Companies must have an independent auditor who must conduct an annual audit of the company’s financial statements. The annual financial statements must include a report by the auditor on whether he has carried out an audit and whether in his opinion the annual financial statements fairly represent the company’s financial position, results of operations and cash flows. Only a registered public accountant may be appointed as an auditor.
Auditors’ credibility depends on their independence from the company on whose financial statements they issue their opinions. Auditors are expected to observe the highest level of business and professional ethics. The board must ensure that the auditor is independent. As part of their role, audit committees must continually address external auditor independence issues.
Auditors are not liable for a company’s failure. King II recommends that consideration be given to changing the law to make directors and auditors proportionally liable for a company’s failure.
The introduction of King II does not necessarily mean that corporate government problems will disappear. What is important is enforcing the corporate governance laws that already exist.
The Code of Corporate Practices and Conduct applies to listed companies, among others. By requiring that listed companies comply with King II, the JSE has become the enforcer of the principles of King II.
If a company fails to comply with the JSE Listings Requirements, the JSE may suspend and/or terminate the listing of that company if it is in the public interest to do so.
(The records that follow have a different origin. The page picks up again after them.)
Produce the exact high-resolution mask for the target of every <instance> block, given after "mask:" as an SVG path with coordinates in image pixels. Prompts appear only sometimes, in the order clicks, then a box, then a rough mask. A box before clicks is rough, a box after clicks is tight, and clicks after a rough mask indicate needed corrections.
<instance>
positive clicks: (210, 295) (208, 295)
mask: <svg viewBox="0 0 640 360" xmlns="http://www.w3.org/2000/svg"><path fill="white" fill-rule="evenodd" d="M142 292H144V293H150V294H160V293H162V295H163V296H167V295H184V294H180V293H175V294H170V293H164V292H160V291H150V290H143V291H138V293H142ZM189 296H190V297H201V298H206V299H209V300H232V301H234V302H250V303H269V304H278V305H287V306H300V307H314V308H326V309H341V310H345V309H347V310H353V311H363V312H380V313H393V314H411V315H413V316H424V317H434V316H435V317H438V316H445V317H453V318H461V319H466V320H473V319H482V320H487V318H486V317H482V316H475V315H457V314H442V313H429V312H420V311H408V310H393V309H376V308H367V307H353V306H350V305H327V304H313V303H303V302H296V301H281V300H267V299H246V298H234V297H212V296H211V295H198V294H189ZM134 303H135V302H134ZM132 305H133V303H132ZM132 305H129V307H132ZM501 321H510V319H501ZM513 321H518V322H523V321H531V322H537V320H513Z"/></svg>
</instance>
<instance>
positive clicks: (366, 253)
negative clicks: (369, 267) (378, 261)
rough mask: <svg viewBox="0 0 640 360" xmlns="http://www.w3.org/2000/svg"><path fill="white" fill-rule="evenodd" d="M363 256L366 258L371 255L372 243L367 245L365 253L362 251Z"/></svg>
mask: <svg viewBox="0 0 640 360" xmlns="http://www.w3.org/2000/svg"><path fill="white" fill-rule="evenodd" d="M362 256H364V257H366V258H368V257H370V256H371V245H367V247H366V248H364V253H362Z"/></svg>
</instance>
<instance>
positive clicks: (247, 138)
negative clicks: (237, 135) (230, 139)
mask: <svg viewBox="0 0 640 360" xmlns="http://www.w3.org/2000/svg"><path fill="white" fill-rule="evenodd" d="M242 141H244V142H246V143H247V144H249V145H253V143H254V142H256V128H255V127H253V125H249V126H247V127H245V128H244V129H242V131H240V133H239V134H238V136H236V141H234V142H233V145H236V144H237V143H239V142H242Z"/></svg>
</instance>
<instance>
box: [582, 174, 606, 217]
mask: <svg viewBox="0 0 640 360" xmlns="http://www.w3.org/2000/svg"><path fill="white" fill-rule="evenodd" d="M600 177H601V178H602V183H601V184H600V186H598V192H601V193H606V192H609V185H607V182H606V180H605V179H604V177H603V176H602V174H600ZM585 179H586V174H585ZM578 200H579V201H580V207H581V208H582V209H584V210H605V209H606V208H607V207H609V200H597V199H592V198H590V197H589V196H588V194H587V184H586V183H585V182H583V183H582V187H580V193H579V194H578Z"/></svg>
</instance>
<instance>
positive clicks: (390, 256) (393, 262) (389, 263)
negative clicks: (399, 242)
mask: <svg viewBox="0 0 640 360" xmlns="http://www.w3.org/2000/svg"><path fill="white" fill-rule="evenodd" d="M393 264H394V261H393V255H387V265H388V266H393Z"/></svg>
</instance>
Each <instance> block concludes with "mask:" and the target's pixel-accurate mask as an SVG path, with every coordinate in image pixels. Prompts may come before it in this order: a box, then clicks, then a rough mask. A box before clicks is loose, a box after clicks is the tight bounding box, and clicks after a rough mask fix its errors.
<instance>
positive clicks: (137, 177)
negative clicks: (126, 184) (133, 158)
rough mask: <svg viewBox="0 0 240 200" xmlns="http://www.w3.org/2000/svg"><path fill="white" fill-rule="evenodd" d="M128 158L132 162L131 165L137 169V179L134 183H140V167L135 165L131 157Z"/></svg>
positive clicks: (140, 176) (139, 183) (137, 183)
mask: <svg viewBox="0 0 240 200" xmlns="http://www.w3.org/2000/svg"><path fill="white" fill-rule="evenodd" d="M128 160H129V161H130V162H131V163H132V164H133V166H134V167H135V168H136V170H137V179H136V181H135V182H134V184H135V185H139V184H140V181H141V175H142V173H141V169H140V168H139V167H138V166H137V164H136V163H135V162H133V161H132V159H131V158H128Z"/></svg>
The JSE may also publicly or privately censure the company or its directors, individually or jointly, and thereafter may impose a penalty of up to R1 million on the company or its directors, individually or jointly.
The good governance principles will also be enforced by shareholders where they play an active role in the affairs of the company.
The Companies Act imputes liability on directors if it is found that directors conducted the business of the company fraudulently or recklessly. Ignoring good corporate governance principles may arguably amount to fraud and/or recklessness. This provision is therefore an enforcement mechanism that can be used to ensure good corporate governance, although it is seldom used in practice.
Corporate social responsibility
The concept of sustainability and the achievement of balanced and integrated economic social and environmental goals (‘triple bottom line’) has been recognised and adopted in the business society. In South Africa, the triple bottom line has been extended a little wider to take into consideration the South African culture of ‘ubuntu’: that is, one’s personhood depends on one’s relationship with others. King II recommends that every company report at least annually on the nature and extent of its social transformation, ethical, safety, health and environmental management policies and practices, with the board identifying what is relevant for disclosure, given the company’s particular circumstances.
King II recommends that a South African board should disclose:
• whether it has adopted an appropriate HIV (human immuno-deficiency virus)/AIDS (acquired immuno-deficiency syndrome) strategy plan, and policies to address and manage the potential impact of HIV/AIDS in the company;
• whether it has developed formal procurement policies that take into account black economic empowerment; and
• whether it has developed and implemented a definitive set of standards and practices in the company based on a clearly articulated code of ethics.
Every company should engage its stakeholders in determining the company’s standards of ethical behaviour. This must be demonstrated by the company’s commitment to organisational integrity by codifying its standards in a code of ethics.
Sarbanes-Oxley ActIf the Sarbanes-Oxley Act has had an impact on corporate governance in South Africa, such impact is to the extent that South Africa is and will be guided by international best practice in its approach to corporate governance.